Although the older liberal view seems more honest than what the Left is now inculcating, and while it is not frenetically anti-American, there are historical questions that adherents of that view will not treat as worthy of serious debate. These questions would include the arguable constitutional right of Southern states to secede in 186l, the problematic nature of American involvement in World War One, or the seamy side of Reconstruction.
Whether a teacher adopted guidelines that would be acceptable to the Wall Street Journal or those that would please the followers of Howard Zinn and Michael Moore, it’s not clear in either case one would be moving beyond teaching history as political indoctrination. As a former student of mine who is now the author of many books in military history points out, traveling from the current leftist obsessions to a triumphalist narrative celebrating the American present may be moving from insanity to sanity, but not necessarily toward a dispassionate examination of the past. History instruction in public schools is unlikely to stop being used as a political football.
Complicating the matter is the need felt by many non-leftist historians to produce counter-narratives to what the other side has used public education and the mass media to propagate. I make this point in a non-accusatory way, since I myself have often been the author of such counter-narratives, although never of the type that the conservative establishment has chosen to feature.
But it is hard for scholars not to speak out against what they perceive as distortions, even if the price they pay is to become perpetual polemicists in a war against educational and academic elites. The politicization of my discipline has given rise to polemics on the other side.
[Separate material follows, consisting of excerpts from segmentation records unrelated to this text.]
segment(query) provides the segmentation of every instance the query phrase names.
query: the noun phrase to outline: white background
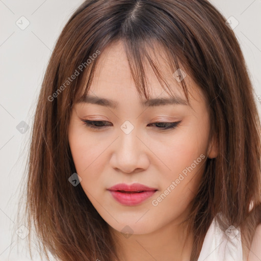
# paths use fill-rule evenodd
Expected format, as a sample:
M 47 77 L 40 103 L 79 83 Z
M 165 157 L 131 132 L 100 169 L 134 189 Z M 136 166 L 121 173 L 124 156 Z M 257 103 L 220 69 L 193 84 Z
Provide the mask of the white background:
M 32 117 L 47 63 L 62 28 L 83 0 L 0 0 L 0 260 L 29 260 L 11 238 Z M 241 45 L 255 95 L 261 95 L 261 0 L 213 0 L 226 18 L 233 16 L 233 30 Z M 24 16 L 24 30 L 16 24 Z M 256 101 L 258 111 L 261 104 Z M 16 126 L 24 121 L 29 129 Z M 16 239 L 16 238 L 14 238 Z M 8 257 L 9 251 L 11 254 Z M 36 260 L 35 259 L 35 260 Z

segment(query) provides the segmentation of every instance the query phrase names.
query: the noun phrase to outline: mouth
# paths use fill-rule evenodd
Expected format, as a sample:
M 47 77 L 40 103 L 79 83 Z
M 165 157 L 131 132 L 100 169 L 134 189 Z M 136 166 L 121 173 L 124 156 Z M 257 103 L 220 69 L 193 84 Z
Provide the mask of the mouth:
M 158 189 L 135 183 L 131 185 L 121 184 L 108 189 L 113 198 L 122 205 L 134 206 L 151 197 Z

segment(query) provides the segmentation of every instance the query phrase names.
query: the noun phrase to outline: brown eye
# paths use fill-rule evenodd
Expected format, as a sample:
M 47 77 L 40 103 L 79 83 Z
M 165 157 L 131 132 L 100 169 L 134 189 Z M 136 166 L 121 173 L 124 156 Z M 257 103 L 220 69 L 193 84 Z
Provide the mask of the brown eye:
M 180 122 L 181 121 L 176 121 L 175 122 L 153 122 L 149 125 L 151 125 L 154 124 L 156 125 L 158 128 L 164 130 L 174 128 L 176 127 Z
This, in turn, has led away from the study of history itself or “mere” factual instruction and toward a struggle for control over official narratives; that is, those authorized accounts of the past that are to be taught in schools.
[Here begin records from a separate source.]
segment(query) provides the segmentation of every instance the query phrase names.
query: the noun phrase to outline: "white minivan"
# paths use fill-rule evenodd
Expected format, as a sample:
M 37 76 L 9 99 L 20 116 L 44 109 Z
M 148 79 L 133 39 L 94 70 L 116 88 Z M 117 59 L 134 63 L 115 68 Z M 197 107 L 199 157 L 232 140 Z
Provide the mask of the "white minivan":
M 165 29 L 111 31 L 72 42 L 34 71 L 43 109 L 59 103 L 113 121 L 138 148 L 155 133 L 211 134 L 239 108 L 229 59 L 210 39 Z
What’s preferable is a situation in which we could generally agree on what is to be presented to the young as “the past.” Equally preferable would be a political environment where Democrats and Republicans or the advocates of present-day America and its leftist detractors would not be struggling to mold the young with partisan narratives.
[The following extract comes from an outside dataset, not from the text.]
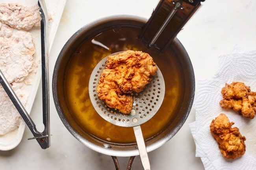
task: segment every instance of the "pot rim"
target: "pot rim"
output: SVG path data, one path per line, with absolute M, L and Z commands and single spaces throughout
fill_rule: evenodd
M 63 57 L 63 54 L 65 54 L 65 52 L 67 50 L 70 44 L 72 44 L 74 40 L 75 40 L 77 37 L 79 37 L 80 34 L 82 33 L 83 32 L 90 29 L 93 27 L 95 27 L 95 25 L 100 24 L 100 23 L 102 23 L 102 22 L 106 22 L 110 20 L 128 20 L 131 21 L 135 20 L 137 22 L 143 23 L 146 23 L 147 20 L 145 18 L 135 15 L 115 15 L 104 17 L 96 20 L 88 24 L 85 25 L 76 31 L 65 43 L 65 44 L 60 52 L 59 56 L 57 59 L 54 69 L 53 75 L 52 77 L 52 88 L 53 99 L 58 114 L 65 126 L 71 134 L 74 136 L 74 137 L 86 146 L 95 151 L 109 155 L 123 157 L 139 155 L 139 150 L 137 149 L 136 149 L 135 148 L 134 148 L 134 150 L 114 150 L 111 149 L 111 148 L 105 148 L 102 146 L 98 146 L 83 137 L 81 135 L 79 134 L 79 133 L 78 133 L 71 126 L 70 126 L 67 119 L 65 119 L 65 116 L 64 115 L 64 113 L 62 113 L 61 109 L 60 106 L 60 103 L 58 98 L 58 92 L 56 86 L 57 84 L 58 75 L 56 73 L 56 71 L 58 68 L 60 64 L 60 62 L 62 58 Z M 180 51 L 182 51 L 183 56 L 184 56 L 185 59 L 186 61 L 187 61 L 188 64 L 189 69 L 190 70 L 189 73 L 190 77 L 191 78 L 191 81 L 192 86 L 190 87 L 191 90 L 190 94 L 191 99 L 189 100 L 189 101 L 188 102 L 189 103 L 189 105 L 186 106 L 187 109 L 186 110 L 186 114 L 184 113 L 184 117 L 182 118 L 182 119 L 178 122 L 178 125 L 173 129 L 172 133 L 168 133 L 168 135 L 166 135 L 165 136 L 165 137 L 162 138 L 160 140 L 158 141 L 157 143 L 155 142 L 153 143 L 150 144 L 149 145 L 146 144 L 146 148 L 148 152 L 154 150 L 162 146 L 171 139 L 171 137 L 178 131 L 184 124 L 189 115 L 194 100 L 195 93 L 195 75 L 192 63 L 185 48 L 178 38 L 175 38 L 173 40 L 173 44 L 174 46 L 178 47 L 178 48 L 180 48 Z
Perhaps I am not being totally forthcoming. As a surviving member of the Old Right, I would like my counter-narrative to be the official one. But this is not likely to happen. In any case, as a practicing historian, I should not wish to see anyone’s form of indoctrination inflicted on the rest of society as historical truth.
Perhaps there is no realistic way out of this partisan morass. If so, I would not protest too loudly if the study of American history ceased to be taught, to whatever extent it still is taught, in American public schools. As a concession from the other side, I would ask that social studies and other forms of leftist brain-washing be eliminated from the high school curriculum.
Although I doubt anyone would seriously entertain this offer, particularly given its admittedly reactionary source, it is certainly worth considering. The extra time that would be gained by making these cuts could be spent on the teaching of mathematics and English. grammar.